Tables design

From Inventing aviation
Revision as of 12:37, 3 November 2016 by Econterms (talk | contribs) (more page titles)
Jump to navigation Jump to search

The big idea of this site

The idea is to combine into one wiki lots of semi-standardized information about the development of aeronautics and aviation from 1800ish to 1916ish. It is a period when we can watch, through these data streams, the evolution of aviation from being a dubious dream toward being a science and technology then an industry. The data in every table is incomplete and needs lots of work but the wiki will be somewhat better than spreadsheets for improving it. Every table needs lots of unstructured wiki-text space, which might be longhand wikilinks will be valuable there. Every table will have some dates or years, and some kind of language or country identifier. I want the kinds of features in WikiPapers and DiscourseDB plus another one I can show.

Patent table

One table has information on each of many patents (>13,000) related to this subject. This is the one I can send soon. It has about 40 columns, basically all text strings or numbers. Only a few of them are semantically significant in the sense that other pages need to query them. There are dates but not all known or formatted yet so I am inclined to treat them as text in the near run.

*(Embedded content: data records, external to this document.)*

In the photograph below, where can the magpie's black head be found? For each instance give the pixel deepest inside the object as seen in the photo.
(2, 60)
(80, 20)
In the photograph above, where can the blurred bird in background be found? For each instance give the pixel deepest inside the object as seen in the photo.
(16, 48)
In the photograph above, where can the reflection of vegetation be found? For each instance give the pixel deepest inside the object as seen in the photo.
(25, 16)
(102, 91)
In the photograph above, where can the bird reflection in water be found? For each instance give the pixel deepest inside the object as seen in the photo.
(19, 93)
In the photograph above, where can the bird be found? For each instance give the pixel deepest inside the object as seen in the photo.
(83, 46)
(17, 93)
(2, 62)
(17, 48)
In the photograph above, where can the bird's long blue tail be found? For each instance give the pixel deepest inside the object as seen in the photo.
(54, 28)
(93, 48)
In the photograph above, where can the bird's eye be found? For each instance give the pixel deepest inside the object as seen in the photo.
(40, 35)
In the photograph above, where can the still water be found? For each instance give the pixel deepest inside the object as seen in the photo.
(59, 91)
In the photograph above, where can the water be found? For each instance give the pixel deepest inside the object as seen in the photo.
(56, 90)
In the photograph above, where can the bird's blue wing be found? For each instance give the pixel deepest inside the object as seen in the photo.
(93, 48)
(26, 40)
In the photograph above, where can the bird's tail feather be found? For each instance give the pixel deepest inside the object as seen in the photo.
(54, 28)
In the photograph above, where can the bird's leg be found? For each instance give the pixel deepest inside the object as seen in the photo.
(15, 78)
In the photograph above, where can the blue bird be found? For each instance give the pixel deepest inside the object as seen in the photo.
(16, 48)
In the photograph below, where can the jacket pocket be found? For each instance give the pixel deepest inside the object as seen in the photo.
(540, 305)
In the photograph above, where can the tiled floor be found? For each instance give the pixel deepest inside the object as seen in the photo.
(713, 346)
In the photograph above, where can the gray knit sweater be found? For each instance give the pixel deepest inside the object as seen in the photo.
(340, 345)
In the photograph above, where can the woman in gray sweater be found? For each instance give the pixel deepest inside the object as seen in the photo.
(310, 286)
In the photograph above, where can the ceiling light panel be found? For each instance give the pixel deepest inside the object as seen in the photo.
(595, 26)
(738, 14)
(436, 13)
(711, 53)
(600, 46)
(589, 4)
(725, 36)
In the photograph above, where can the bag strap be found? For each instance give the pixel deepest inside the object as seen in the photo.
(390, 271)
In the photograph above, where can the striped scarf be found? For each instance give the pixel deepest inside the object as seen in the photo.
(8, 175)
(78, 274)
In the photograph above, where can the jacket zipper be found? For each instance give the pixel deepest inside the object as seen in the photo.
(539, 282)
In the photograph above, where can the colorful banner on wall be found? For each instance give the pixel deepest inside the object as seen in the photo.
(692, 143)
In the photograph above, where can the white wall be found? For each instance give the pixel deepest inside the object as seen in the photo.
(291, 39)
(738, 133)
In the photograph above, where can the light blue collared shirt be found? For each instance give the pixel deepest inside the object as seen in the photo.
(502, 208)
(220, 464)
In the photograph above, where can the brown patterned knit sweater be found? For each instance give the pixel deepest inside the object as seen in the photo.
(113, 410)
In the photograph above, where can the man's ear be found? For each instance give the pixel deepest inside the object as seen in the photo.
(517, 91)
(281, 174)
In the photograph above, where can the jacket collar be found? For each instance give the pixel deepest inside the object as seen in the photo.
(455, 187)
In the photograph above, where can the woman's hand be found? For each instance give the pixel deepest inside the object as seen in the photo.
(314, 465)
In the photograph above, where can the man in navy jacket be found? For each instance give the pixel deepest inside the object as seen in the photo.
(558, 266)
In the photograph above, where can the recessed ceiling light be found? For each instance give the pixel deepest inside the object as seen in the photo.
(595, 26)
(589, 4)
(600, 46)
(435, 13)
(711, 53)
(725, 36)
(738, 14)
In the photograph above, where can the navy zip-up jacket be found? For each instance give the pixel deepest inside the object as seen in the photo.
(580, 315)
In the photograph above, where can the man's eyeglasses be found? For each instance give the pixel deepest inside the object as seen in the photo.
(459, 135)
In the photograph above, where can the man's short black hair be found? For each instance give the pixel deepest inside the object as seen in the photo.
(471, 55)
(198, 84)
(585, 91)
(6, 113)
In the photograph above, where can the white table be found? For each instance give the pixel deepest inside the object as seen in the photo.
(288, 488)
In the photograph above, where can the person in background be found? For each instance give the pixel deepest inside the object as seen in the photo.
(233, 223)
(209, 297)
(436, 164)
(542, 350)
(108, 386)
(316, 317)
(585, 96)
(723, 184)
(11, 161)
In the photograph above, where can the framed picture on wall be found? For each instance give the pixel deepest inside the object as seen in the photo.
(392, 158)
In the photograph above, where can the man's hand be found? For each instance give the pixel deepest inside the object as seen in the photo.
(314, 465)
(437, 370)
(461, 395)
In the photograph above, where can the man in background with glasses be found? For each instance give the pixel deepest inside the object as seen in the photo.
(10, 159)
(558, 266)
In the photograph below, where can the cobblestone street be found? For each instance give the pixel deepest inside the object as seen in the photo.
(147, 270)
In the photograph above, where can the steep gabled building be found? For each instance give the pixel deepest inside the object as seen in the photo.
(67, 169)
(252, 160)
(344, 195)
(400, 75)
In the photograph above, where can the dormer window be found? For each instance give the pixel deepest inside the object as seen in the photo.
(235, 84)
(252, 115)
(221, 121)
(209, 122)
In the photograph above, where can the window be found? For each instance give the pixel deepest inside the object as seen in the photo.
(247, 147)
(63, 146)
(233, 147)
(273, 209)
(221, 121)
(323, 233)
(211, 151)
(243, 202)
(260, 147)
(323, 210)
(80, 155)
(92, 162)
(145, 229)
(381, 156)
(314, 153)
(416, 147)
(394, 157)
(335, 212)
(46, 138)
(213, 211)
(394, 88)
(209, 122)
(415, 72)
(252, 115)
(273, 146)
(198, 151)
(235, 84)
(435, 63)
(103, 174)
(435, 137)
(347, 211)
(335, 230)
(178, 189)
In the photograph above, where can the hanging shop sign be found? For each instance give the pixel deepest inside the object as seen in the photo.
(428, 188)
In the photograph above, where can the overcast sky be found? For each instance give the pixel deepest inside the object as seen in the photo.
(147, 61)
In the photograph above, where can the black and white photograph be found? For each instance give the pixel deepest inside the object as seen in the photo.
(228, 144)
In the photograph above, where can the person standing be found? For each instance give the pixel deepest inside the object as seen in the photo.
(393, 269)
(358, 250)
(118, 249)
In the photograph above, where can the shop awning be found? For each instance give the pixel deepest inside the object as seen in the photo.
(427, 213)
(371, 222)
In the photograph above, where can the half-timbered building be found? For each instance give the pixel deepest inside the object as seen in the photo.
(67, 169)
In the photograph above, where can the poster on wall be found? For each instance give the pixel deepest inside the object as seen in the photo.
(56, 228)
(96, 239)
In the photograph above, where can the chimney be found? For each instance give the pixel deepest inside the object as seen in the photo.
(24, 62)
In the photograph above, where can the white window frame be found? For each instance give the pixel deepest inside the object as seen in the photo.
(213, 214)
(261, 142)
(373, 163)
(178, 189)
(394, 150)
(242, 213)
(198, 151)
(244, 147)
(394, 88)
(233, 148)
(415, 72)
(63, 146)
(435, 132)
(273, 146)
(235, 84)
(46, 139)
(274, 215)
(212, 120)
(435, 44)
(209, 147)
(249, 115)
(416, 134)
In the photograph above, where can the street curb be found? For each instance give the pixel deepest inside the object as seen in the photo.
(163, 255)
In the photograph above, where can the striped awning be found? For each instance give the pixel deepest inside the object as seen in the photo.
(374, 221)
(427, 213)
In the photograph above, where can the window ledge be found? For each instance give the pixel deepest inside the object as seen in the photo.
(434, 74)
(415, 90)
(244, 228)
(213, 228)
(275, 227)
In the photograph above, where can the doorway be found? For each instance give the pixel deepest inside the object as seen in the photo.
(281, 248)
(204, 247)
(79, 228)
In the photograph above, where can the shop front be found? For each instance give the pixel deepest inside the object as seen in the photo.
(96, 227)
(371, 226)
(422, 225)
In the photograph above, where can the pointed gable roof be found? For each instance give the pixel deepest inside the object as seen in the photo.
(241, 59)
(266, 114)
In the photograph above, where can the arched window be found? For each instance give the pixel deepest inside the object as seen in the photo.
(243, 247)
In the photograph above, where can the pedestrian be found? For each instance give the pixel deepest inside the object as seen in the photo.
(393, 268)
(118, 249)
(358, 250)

  • Page title = GlobalPatentId: country-filingyear-patentnumber, *
  • FYear -- date, for year-filed -- just number
  • GYear -- date, for year-granted
  • Office -- list of country pages
  • PatNum -- string
  • Inventors -- list of person pages
  • InventorCountry -- list of country pages
  • ApplicantPerson -- list of person pages
  • ApplicantFirms -- list of organization pages
  • Applicant_type -- string12
  • Appt_is_invt -- Boolean
  • OriginalTitle -- string099
  • EnglishTitle -- string99
  • Techfields -- list of TechType pages
  • FilingDate -- date
  • FullSpecificationFiledDate -- date
  • Appnum -- string
  • GrantDate -- date
  • Granted -- boolen
  • PubDate -- date
  • Supplementary_to_patent -- list of patent pages separated by semicolons
  • RelatedToAircraft float 0/.5/1 (blank means don't know)
  • SerialNum -- string19
  • PatentAgent — a firm page
  • AssignedTo — a person or firm page. (if ambiguity impossible, can make this a URL or string)
  • NationalTechCat — list of Techtype pages
  • IPCs — list of Techtype pages
  • CPCs — list of Techtype pages
  • FamilyYear — integer
  • FirstFiling — boolean
  • Citations — integer
  • ApplnId— string40
  • Inpadoc_family_id — string40
  • TextPgs -- integer
  • DiagramPgs -- integer
  • FiguresCount -- integer
  • ClaimsCount -- integer
  • Notes and sources -- page section
  • includes: URL sources (espacenet, google patents, whatever), Citedby references
  • InventorAddr -- move to person info

Publications table

One table will have information on each of >30,000 publications in this early period related to aeronautics and aviation, computerized mainly from published bibliographies at that time. There will be many fields here, probably 25 or more. This is not ready to upload but it will be the biggest table.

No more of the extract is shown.